But then a colleague lent me Seveneves, so I started to read it and was pleasantly surprised.
First of all, the question of style. It’s written in perfectly clear, plain English, and though it does feature extended discussions of orbital mechanics, it does so in a way that makes you, the arts/humanities student, feel like you understand it.
Secondly, my colleague said that the only (major!) problem was that the plot doesn’t start to happen until the final third of the 850 pages. This is true in the sense that it could in fact have been published as the final third, with the reader left to fill in the complicated back story, in that aforementioned offputting way. You could also, effectively, publish the first two thirds as an Appendix to the final third, for those who want to fill in the ins and outs after reading the main story. But I think that would be to do Seveneves a disservice.

Don’t read on if you don’t want to know what happens.

The premise is that something destroys the Moon, which in turn has catastrophic consequences for life on Earth. Within two years, some means of surviving off-planet has to be improvised. That’s the exciting first third of the book: exactly what could we do, right now, with the technology and resources we have. I found this section readable and fascinating, and so far from what I expected that I began to feel undaunted by its length.
The next section details the what now? moment, at which point the surviving humans have to decide how to survive and even thrive. Inevitably, they are riven by conflict and disaster. A small group wants to go to Mars. Others want to go into a higher orbit to avoid Moon fragments. A third groups want less of an eggs in one basket solution. The catastrophic end result is that, five years in, just eight people survive, all women, only seven of them able to bear children.
So ends the second third of the novel, with the Seven Eves deciding what to do next.
The final third takes place 5000 years later. There is a thriving, if not united, civilisation in space, and the sterilised Earth has been reseeded with life.

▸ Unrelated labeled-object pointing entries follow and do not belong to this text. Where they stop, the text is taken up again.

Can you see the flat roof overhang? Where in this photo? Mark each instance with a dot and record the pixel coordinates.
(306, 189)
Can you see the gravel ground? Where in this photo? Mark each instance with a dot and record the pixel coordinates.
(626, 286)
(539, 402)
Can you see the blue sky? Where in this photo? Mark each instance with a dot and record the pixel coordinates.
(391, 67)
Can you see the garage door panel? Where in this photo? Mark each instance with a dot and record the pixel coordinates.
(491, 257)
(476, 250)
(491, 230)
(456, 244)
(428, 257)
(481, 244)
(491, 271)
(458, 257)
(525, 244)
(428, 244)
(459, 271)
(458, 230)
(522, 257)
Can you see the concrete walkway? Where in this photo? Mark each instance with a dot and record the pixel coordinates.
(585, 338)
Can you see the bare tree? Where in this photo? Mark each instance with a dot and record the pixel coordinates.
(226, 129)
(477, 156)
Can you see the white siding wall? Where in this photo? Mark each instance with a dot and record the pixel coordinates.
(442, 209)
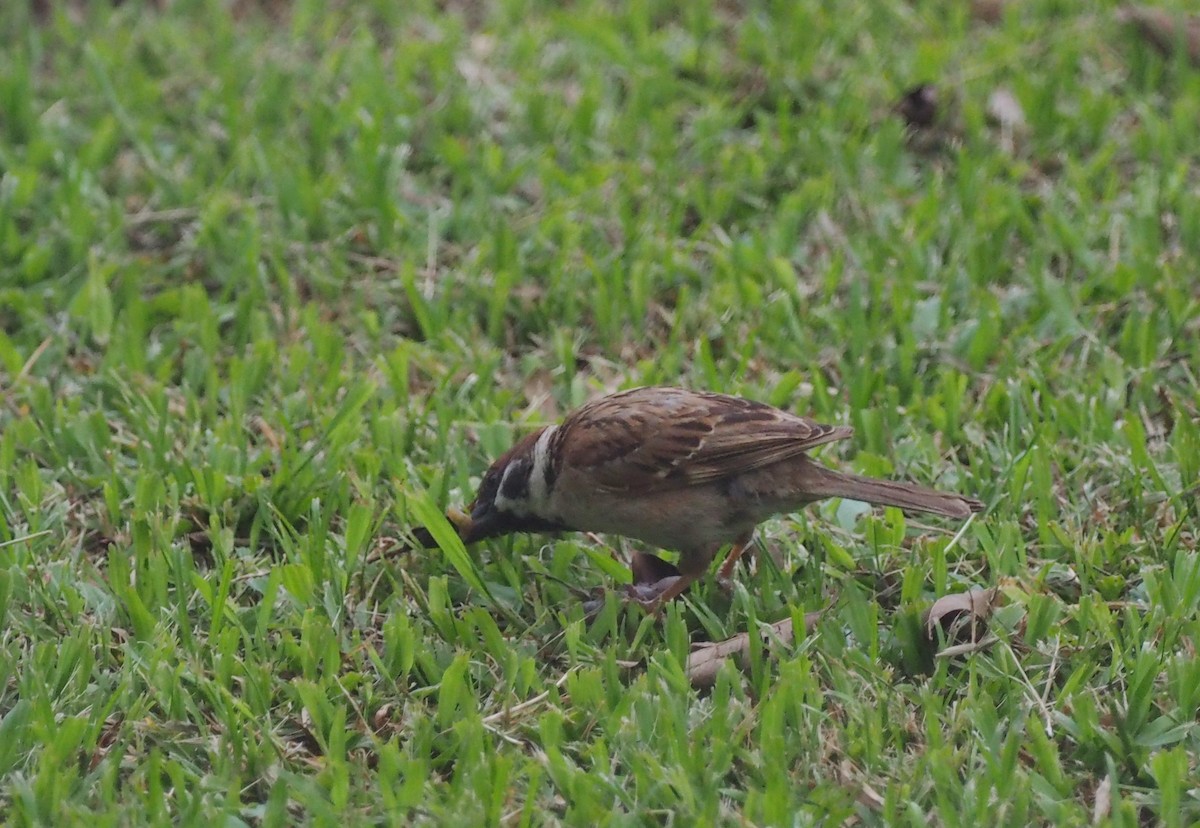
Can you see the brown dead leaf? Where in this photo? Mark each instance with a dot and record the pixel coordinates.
(918, 106)
(989, 11)
(963, 617)
(1165, 30)
(707, 659)
(1005, 111)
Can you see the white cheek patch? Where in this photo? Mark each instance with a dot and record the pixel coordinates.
(504, 503)
(538, 489)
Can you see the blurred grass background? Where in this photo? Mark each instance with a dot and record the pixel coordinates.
(273, 276)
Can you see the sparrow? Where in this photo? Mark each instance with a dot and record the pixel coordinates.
(685, 471)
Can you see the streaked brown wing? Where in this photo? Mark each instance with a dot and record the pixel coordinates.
(654, 438)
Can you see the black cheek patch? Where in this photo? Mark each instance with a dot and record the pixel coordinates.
(516, 483)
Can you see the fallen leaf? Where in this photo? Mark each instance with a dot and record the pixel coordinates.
(1005, 111)
(963, 617)
(707, 659)
(918, 106)
(1165, 30)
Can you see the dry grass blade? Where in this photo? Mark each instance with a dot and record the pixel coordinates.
(706, 660)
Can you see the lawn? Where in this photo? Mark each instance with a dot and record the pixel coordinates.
(279, 280)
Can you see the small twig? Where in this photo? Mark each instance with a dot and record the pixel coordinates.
(509, 712)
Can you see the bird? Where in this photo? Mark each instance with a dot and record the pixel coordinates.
(679, 469)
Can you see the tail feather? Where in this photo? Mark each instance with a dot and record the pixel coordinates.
(827, 483)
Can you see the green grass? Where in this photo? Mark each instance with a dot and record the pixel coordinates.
(271, 286)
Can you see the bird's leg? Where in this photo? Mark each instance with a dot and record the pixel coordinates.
(739, 546)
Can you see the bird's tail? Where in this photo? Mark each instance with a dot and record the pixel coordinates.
(828, 483)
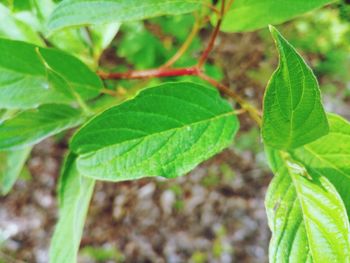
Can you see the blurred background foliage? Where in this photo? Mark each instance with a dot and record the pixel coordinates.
(238, 175)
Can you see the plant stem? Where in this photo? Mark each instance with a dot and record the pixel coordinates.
(184, 46)
(167, 71)
(156, 73)
(253, 112)
(213, 37)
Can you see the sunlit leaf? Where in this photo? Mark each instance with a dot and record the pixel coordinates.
(330, 156)
(75, 193)
(293, 113)
(11, 164)
(249, 15)
(306, 215)
(24, 78)
(164, 131)
(32, 126)
(69, 12)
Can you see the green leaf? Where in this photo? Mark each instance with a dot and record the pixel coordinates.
(11, 164)
(75, 195)
(330, 156)
(13, 28)
(26, 83)
(69, 12)
(293, 113)
(165, 131)
(249, 15)
(306, 215)
(32, 126)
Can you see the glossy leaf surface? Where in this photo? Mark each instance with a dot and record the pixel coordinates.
(293, 114)
(306, 215)
(75, 195)
(30, 76)
(249, 15)
(32, 126)
(164, 131)
(11, 164)
(330, 156)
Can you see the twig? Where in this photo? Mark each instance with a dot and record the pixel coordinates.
(213, 36)
(253, 112)
(156, 73)
(184, 46)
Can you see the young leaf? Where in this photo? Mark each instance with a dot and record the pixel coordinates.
(68, 13)
(164, 131)
(293, 113)
(11, 164)
(75, 194)
(306, 215)
(32, 126)
(249, 15)
(24, 78)
(330, 156)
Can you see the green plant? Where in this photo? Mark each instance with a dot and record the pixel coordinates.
(168, 129)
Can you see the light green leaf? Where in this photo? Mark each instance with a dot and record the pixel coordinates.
(24, 78)
(293, 113)
(306, 215)
(165, 131)
(249, 15)
(75, 194)
(32, 126)
(11, 164)
(13, 28)
(330, 156)
(69, 12)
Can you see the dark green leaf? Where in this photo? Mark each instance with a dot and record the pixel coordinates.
(32, 126)
(330, 156)
(249, 15)
(164, 131)
(75, 194)
(306, 215)
(11, 164)
(293, 113)
(24, 78)
(69, 12)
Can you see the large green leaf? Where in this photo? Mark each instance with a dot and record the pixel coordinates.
(330, 156)
(293, 113)
(248, 15)
(75, 193)
(69, 12)
(11, 164)
(306, 215)
(164, 131)
(13, 28)
(32, 126)
(26, 76)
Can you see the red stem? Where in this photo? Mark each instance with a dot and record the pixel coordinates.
(213, 37)
(155, 73)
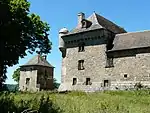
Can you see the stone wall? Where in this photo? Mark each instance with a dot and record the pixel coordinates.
(33, 80)
(38, 79)
(94, 58)
(130, 66)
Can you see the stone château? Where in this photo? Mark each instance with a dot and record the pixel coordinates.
(36, 75)
(98, 54)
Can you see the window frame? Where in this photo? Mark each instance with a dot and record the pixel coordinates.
(74, 82)
(80, 64)
(81, 47)
(109, 62)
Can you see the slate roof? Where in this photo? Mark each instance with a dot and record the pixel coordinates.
(99, 22)
(131, 40)
(38, 61)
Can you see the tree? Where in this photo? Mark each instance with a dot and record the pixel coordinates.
(20, 32)
(16, 77)
(56, 84)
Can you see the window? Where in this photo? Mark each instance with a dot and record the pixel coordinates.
(88, 81)
(81, 47)
(84, 24)
(125, 75)
(74, 81)
(109, 62)
(80, 65)
(27, 81)
(106, 83)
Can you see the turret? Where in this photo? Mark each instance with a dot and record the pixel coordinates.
(62, 32)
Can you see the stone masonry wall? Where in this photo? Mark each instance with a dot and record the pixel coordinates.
(33, 80)
(137, 69)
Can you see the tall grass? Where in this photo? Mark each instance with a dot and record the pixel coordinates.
(79, 102)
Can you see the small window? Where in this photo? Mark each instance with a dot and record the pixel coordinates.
(27, 81)
(88, 81)
(84, 24)
(80, 64)
(74, 81)
(106, 83)
(109, 62)
(81, 47)
(125, 75)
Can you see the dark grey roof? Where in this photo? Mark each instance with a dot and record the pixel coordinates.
(131, 40)
(38, 60)
(99, 22)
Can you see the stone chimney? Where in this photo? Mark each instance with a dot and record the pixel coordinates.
(81, 16)
(44, 56)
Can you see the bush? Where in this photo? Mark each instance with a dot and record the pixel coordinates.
(42, 104)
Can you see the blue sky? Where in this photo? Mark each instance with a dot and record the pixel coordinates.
(133, 15)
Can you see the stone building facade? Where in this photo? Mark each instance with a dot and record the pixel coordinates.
(99, 55)
(36, 75)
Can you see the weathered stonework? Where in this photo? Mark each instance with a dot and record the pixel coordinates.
(130, 66)
(36, 77)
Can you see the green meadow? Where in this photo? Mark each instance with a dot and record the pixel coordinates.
(78, 102)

There are seven races of humans, with some hybridisation, but in the main we’re supposed to believe that there are seven distinct personality types. Frankly, this is all a bit handwavy, and it is slightly more complex than my description.
The main plot of this last third concerns the discovery of a group of humans who survived by building a space-type habitat under a mountain. But the real reason for reading is to learn about the nuts and bolts of this far-future society.
And here’s the thing. On a human scale, 5000 years is a long time. I think the Great Pyramid was built around 4500 years ago. What the last third of this novel tries to do is summarise the whole story of a civilisation and provide a narrative plot. In narratology terms, this is fascinating. But it doesn’t quite work because as much book as this is, it ends up being not quite enough. You kind of need less of the first two years and more of the end bit. And yet, the setup matters, because that’s where we meet the Seven, and come to understand them as characters.
That this is one of the best science fiction novels I’ve ever read, I’ve no doubt. It’s though provoking, educational and fascinating. But it’s a flawed masterpiece that probably needed another 200 pages.